Che accade se la Santa Lucia che porta quattro camorristi come Don Vincenzo, suo figlio, Saverio e Andrea, all’isola carcere dell’Asinara, si imbatte in una tempesta e quelli ne approfittano per ammazzare il capitano e liberarsi? Solo che su quella nave ci sono anche i Campese, una famiglia di attori “di giro” dice Oreste, con lui la moglie Maria e la figlia Anna, più Pasquale, suggeritore aspirante attore e regista. E una volta naufragati tutti, o quasi, sani e salvi proprio sull’Asinara, non possono fare altro che mescolarsi, gli uni per non farsi beccare, gli altri perché costretti dalle minacce dei primi. Comincia così La stoffa dei sogni di Gianfranco Cabiddu, in sala da oggi, giovedì 1 dicembre grazie a Microcinema, che intreccia e omaggia Shakespeare ed Eduardo, realtà e finzione, liberamente ispirato a L’Arte della commedia di De Filippo e alla sua traduzione in un napoletano del seicento de La Tempesta, l’opera sul mago Prospero del drammaturgo inglese, che racconta di dolori e di solitudini, di prigioni e di libertà, di arte e identità.
Destino infatti vuole che sull’isola vive da quindici anni il direttore del carcere che si chiama De Caro, ma è anche un po’ Prospero anche se non ha perso un regno ma l’amore, che è assai pignolo, che nella notte va a controllare amorevolmente sua figlia adolescente che guarda caso si chiama Miranda come la bella figlia con cui Prospero vive su un’sola, che magari non abbia paura dei tuoni, e poi la chiude a chiave in camera che non si sa mai. E siccome a lui il teatro piace, e soprattutto Shakespeare, dà a tutto il gruppo cinque giorni di tempo per mettere in scena La tempesta, tanto per restare in tema e così da riconoscere chi è attore e chi camorrista. Però loro, i camorristi, il linguaggio di Shakespeare non lo capiscono e allora si fa a modo loro e La tempesta si recita in napoletano che pare Gomorra… I piani si confondono e le trame si intrecciano proprio come nella stoffa dei sogni. Intanto sua figlia Miranda, che hai voglia a segregarla in casa, incontra il figlio malconcio di Don Vincenzo, che a suo modo è il re di Napoli come Alonzo, che il padre crede morto e che si chiama proprio Ferdinando, lo nasconde, lo cura e ovviamente se ne innamora. Tutto più o meno sotto gli occhi di Antioco, unico autoctono nonché superstite dell’isola praticamente occupata dal carcere, un po’ schiavo di De Caro come Calibano di Prospero, che non si capisce quando parla ma pare abbia davvero tanto da dire. Sembra quasi una magia… Ma “gli incantesimi miei sono finiti – dice alla fine De Caro – gli artisti erano tutti spiriti e sono svaniti nell’aria, nel nulla. Noi siamo fatti con la stoffa dei sogni e questa piccola vita nostra da sonno è circondata, sonno eterno…”

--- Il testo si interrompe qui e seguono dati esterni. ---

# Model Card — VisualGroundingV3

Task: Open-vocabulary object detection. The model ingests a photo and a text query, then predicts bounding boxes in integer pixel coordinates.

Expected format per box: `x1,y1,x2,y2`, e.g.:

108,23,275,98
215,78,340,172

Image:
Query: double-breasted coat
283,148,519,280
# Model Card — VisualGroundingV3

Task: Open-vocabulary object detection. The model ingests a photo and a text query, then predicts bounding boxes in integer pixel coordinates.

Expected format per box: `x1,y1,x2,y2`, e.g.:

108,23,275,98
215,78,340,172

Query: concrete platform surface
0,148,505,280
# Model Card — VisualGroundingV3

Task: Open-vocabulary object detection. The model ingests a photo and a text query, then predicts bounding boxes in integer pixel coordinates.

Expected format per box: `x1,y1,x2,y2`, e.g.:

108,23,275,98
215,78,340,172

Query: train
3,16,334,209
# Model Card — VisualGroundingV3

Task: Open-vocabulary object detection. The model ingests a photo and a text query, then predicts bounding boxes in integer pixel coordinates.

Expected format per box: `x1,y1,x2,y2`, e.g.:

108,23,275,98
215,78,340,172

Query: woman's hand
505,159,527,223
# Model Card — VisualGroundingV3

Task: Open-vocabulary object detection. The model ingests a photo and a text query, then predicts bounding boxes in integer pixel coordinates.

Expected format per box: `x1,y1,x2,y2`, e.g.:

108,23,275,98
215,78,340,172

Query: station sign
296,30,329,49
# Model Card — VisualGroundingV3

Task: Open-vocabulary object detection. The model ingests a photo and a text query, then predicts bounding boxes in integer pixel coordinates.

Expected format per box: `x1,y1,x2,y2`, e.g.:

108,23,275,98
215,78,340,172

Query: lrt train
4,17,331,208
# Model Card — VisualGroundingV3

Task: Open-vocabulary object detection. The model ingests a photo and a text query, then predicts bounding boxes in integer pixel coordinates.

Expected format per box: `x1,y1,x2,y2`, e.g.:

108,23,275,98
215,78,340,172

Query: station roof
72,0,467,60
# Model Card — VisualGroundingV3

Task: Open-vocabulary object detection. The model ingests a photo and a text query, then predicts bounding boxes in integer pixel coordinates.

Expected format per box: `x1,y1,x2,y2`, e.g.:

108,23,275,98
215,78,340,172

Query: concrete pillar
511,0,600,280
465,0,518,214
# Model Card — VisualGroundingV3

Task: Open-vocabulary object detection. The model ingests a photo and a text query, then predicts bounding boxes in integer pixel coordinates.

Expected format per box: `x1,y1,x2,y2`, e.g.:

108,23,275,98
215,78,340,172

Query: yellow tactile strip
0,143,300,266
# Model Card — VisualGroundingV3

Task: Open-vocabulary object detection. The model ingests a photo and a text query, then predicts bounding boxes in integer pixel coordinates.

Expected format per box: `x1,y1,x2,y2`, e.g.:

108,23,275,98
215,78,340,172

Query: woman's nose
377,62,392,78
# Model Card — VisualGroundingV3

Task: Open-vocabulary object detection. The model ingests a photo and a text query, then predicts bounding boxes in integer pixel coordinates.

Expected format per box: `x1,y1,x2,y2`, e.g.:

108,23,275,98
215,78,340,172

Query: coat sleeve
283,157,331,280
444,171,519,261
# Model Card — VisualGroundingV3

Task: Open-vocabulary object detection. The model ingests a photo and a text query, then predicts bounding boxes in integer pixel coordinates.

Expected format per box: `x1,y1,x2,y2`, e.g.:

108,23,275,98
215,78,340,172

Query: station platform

Ci sta benissimo Sergio Rubini nel ruolo del guitto Oreste Campese, lui sembra nato per quello, recitare nel recitare, teatro nel teatro e pure teatro nel cinema, tanto li mescola sempre comunque; e ci stanno bene anche tutti gli altri, facce note chi qua e chi là di film e fiction di mafia, Squadra Antimafia in testa, da Teresa Saponangelo che è sua moglie Maria, a Ennio Fantastichini che è il direttore del carcere, fino a da Renato Carpentieri che è il boss come in Solo, così come Francesco di Leva e Ciro Petrone che sono Andrea e Saverio. E poi Nicola di Pinto che è Pasquale, Fiorenzo Mattu che è Antioco e c’è pure Luca De Filippo, omaggio nell’omaggio, seppur per poco, nel suo ultimo ruolo cinematografico prima di andarsene il 27 novembre dell’anno scorso.